As I stated earlier the bumps in the road may not be an immediate issue. Depending on your situation, post-traumatic stress disorder, alcoholism, depressions, social or personal issues may not be visible for some time. In the military we have our own code of conduct, structure, lifestyle, and customs that may have affected our reason to seek assistance before. Once the realization of end of active service (EAS) comes close, we start prepping to enter the civilian world. Here’s a glimpse to what to expect when EASing.
At a weeklong Transition Assistance Programs (TAP) Course you will meet local representatives in the labor department, Veteran Affairs (VA), employment recruiters, and much more. You will be told to prepare your new suit, brush up on your interview skills, and update your resume, which are the common core practices we are taught. These courses and opportunities are geared more to the local area were you attend the course, so if you traveled to the TAP course keep in mind that what you learned is only the structured foundation on where to begin. Be sure when you return home you seek your local VA and labor department representative. Now that you have completed your course and you are hired, if any issues arise there are three very different programs you may want to seek out for assistance.

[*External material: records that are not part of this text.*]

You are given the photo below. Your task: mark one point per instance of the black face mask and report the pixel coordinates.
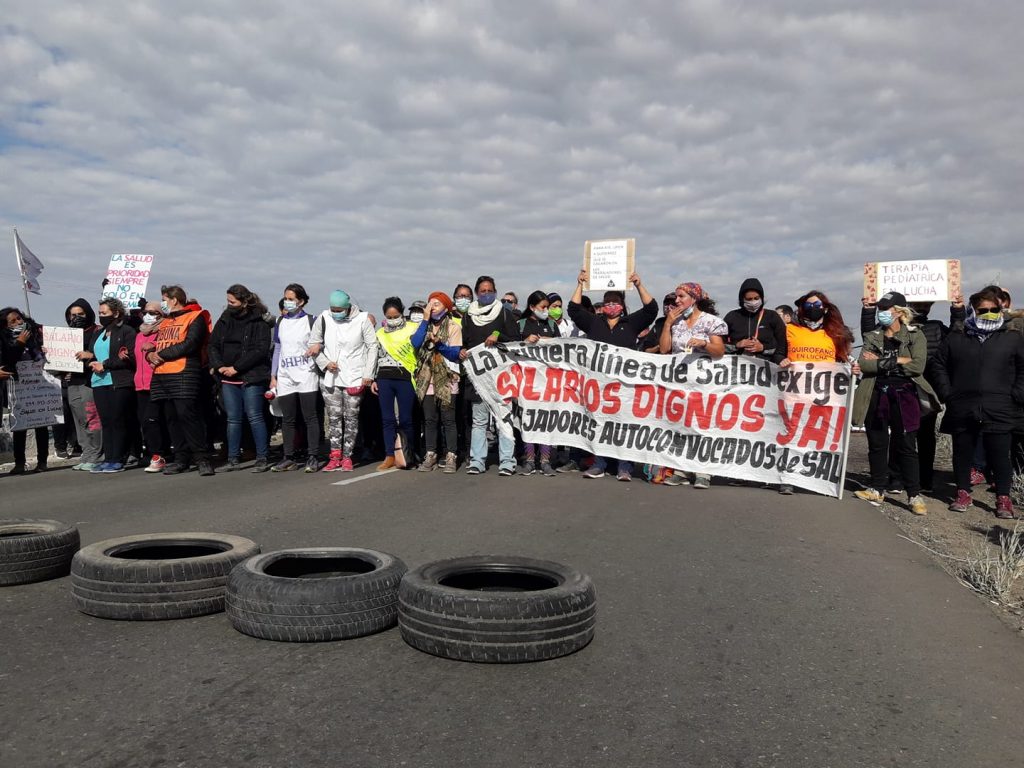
(814, 313)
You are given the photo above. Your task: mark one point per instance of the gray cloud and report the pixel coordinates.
(400, 147)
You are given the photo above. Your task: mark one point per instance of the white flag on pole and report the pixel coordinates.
(32, 267)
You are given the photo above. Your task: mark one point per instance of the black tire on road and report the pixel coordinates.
(157, 576)
(497, 609)
(311, 595)
(35, 550)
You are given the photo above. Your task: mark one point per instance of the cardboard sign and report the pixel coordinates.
(929, 280)
(608, 264)
(127, 278)
(34, 398)
(61, 344)
(735, 417)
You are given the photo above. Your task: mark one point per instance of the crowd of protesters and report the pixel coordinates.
(162, 383)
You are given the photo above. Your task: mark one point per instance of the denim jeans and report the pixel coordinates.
(478, 441)
(245, 400)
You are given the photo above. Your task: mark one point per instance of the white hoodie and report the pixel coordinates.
(350, 343)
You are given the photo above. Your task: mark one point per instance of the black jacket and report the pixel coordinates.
(624, 334)
(122, 371)
(244, 343)
(765, 326)
(935, 333)
(87, 330)
(12, 352)
(505, 324)
(982, 384)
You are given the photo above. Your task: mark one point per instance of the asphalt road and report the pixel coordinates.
(736, 628)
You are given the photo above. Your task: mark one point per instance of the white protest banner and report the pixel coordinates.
(608, 264)
(61, 344)
(928, 280)
(34, 398)
(127, 278)
(736, 417)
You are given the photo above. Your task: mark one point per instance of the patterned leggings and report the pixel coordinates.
(343, 418)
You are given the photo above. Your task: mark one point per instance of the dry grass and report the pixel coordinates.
(992, 572)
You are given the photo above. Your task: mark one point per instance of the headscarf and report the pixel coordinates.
(694, 290)
(975, 326)
(443, 298)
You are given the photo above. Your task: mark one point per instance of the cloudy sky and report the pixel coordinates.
(397, 147)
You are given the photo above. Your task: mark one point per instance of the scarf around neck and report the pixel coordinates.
(979, 328)
(481, 315)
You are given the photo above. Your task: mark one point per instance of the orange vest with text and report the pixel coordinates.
(173, 331)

Employment Assistance Programs (EAP)- Working for government agencies in the federal, state and city will most certainly provide EAP services. The EAP gives you the opportunity to seek assistance for personal and social issues. Their programs range from information to counseling and much more.
Veteran Affairs and Vet Centers (VC) – The VA offers selective services and coverage based off your discharge and separation status, service era, combatant status and injuries. For everyone getting out, checking what medical coverage the VA provides is always a great idea. The VCs are more proactive with counseling services and referrals based on community availability.
Non Profit Organizations (NPO)- With the restrictions and regulations of the VA, NPOs seem like a secondary solution. Besides organizations with counseling services in a civilian atmosphere. Their programs vary widely from recreation, endless categories of resources, and financial assistance and many different social programs.
Please understand no one will walk you or force you into any of these programs. The first step is yours. Seeking out assistance is a decision you need to make. Your stability is crucial to remain in the workforce. We all want you to succeed and these programs are geared for that success.
Devil Dog USA Incorporated role is to assess a client, inform them of their options and point them in the right direction. We offer many of the same programs and have a wide network of support in different regions in the country. We hope these articles give you a sense of direction and a sense of familiarity.